We now add a keyword argument which is optional. Keyword arguments are separated from the positional arguments by a semicolon (;). Any argument, positional or keyword, can be assigned a default value. We’ll create oddsratio2function to calculate a confidence interval using the Normal approximation. The keyword argument will have a default confidence level of 0.95.

using Distributions # to access standard normal distribution 
function oddsratio2(a, b, c, d; level = 0.95)
    zv = quantile(Normal(), 0.5*(1 + level))
    est = (a * d) / (b * c)
    log_or = log(est)
    se_log_or = sqrt((1/a) + (1/b) + (1/c) + (1/d))
    lcl = exp(log_or - zv * se_log_or)
    ucl = exp(log_or + zv * se_log_or)
    return (
        or = est, 
        confint = (lcl, ucl), 
        level = level
    )
end
oddsratio2 (generic function with 1 method)

By default, oddsratio2 will calculate the 95% confidence interval:

oddsratio2(12, 6, 2, 29)
(or = 29.0, confint = (5.110695577009899, 164.55685675804662), level = 0.95)

I can also calculate 99% confidence intervals:

results = oddsratio2(12, 6, 2, 29; level = 0.99)
(or = 29.0, confint = (2.9619778898301936, 283.93189661797715), level = 0.99)

And we can index elements of the named tuple.

results.confint
(2.9619778898301936, 283.93189661797715)

2.2.3 Anonymous functions

Functions can be arguments to functions. For example, we will create a times_two function and past it to other functions.

times_two(x) = 2 * x
map(times_two, [1, 2, 8])
3-element Vector{Int64}:
  2
  4
 16
sum(times_two, [1, 2, 8])
22
using StatsBase
mean(times_two, [1, 2, 8])
7.333333333333333

Alternatively, we can pass the times_two function as an anonymous function; that is, a function without a name.

map(x -> 2 * x, [1, 2, 8])
3-element Vector{Int64}:
  2
  4
 16
sum(x -> 2 * x, [1, 2, 8])
22
mean(x -> 2 * x, [1, 2, 8])
7.333333333333333

We can even calculate the odds ratio as an anonymous function.

map((a, b, c, d) -> (a * d)/(b * c), (12, 6, 2, 29)...)
29.0

Notice I used a trick. By default, the map function maps and executes a function with elements of a collection (eg, [1 ,2, 8]). However, for the odds ratio calcuation, I need to map the arguments (a, b, c, d) to their values (12, 6, 2, 29), then calculate the odds ratio. Therefore, I used the splat operator (...) to break up the collection of values so that they could be mapped to their arguments first. Although I used a tuple (12, 6, 2, 29), an array also works [12, 6, 2, 29].

map((a, b, c, d) -> (a * d)/(b * c), [12, 6, 2, 29]...)
29.0

The splat operator (...) converts [12, 6, 2, 29] to 12, 6, 2, 29 which is very convenient if the vector is very large.

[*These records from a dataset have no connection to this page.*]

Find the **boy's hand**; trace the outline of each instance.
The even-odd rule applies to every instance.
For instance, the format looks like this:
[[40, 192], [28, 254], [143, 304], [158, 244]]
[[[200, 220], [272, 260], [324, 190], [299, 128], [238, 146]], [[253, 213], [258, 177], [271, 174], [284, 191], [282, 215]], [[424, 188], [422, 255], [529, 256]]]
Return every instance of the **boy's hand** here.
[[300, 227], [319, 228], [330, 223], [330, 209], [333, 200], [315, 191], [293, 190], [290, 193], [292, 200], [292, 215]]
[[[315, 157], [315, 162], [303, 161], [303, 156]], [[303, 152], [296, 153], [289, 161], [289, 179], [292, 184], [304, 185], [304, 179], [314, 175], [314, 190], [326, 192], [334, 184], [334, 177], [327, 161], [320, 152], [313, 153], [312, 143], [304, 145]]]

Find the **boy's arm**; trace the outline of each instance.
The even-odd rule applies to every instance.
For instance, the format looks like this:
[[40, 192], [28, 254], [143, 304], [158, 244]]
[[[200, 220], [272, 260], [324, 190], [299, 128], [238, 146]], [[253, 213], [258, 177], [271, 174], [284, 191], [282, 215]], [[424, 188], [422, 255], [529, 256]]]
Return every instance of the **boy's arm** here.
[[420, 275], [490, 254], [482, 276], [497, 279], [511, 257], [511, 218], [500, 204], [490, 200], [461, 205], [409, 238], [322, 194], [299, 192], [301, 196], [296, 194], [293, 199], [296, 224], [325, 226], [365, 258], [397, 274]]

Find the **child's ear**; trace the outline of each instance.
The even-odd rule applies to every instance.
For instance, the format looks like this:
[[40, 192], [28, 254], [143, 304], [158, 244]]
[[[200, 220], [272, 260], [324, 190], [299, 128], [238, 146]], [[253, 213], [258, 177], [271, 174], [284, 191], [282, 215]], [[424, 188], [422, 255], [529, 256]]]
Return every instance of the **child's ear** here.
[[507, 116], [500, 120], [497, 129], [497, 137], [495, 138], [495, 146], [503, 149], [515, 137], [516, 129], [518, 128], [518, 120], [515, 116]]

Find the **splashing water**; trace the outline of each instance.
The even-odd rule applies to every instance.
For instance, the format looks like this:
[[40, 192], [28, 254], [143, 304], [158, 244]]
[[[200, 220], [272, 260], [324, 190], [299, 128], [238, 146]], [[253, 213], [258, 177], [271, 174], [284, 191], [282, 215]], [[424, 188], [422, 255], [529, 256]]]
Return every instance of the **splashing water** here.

In this case, with only four integers, I could have passed the integers without the splat operator.

map((a, b, c, d) -> (a * d)/(b * c), 12, 6, 2, 29)
29.0

Chapter 1 also covers other topics including loops, conditional expressions, and scoping. Chapters 3 to 7 cover practical tools for processing and managing data in Julia. I will focus the remainder of this book review on data frames.

2.3 Chapters 8–13: Working with data frames

The author is a lead developer of the DataFrames.jl Julia package. So in these chapters he covers this package thoroughly and you will not be disappointed. I will over cover the following:

  • Downloading a CSV data file from a website
  • Reading a CSV file into a data frame
  • Conducting a common analytic workflows

The data set we will use is from National Health and Nutrition Examination Survey Data I Epidemiologic Follow-up Study (NHEFS). The version of the NHEFS data set we will use in from Professor Migual Hernan’s textbook “Causal Inference — What if.”

import Downloads
using CSV, DataFrames

Downloads.download("https://www.hsph.harvard.edu/miguel-hernan/wp-content" *
                   "/uploads/sites/1268/2019/03/nhefs.csv", "nhefs.csv")
readlines("nhefs.csv")[1:6]
6-element Vector{String}:
 "seqn,qsmk,death,yrdth,modth,dad" ⋯ 465 bytes ⋯ "ax71,tax82,price71_82,tax71_82"
 "233,0,0,,,,175,96,0,42,1,19,2,7" ⋯ 172 bytes ⋯ "0977,0.4437866211,0.6403808594"
 "235,0,0,,,,123,80,0,36,0,18,2,9" ⋯ 169 bytes ⋯ "994141,0.5493164063,0.79296875"
 "244,0,0,,,,115,75,1,56,1,15,3,1" ⋯ 170 bytes ⋯ "5488,0.0561981201,0.3202514648"
 "245,0,1,85,2,14,148,78,0,68,1,1" ⋯ 174 bytes ⋯ "7031,0.0547943115,0.3049926758"
 "252,0,0,,,,118,77,0,40,0,18,2,1" ⋯ 168 bytes ⋯ "994141,0.5493164063,0.79296875"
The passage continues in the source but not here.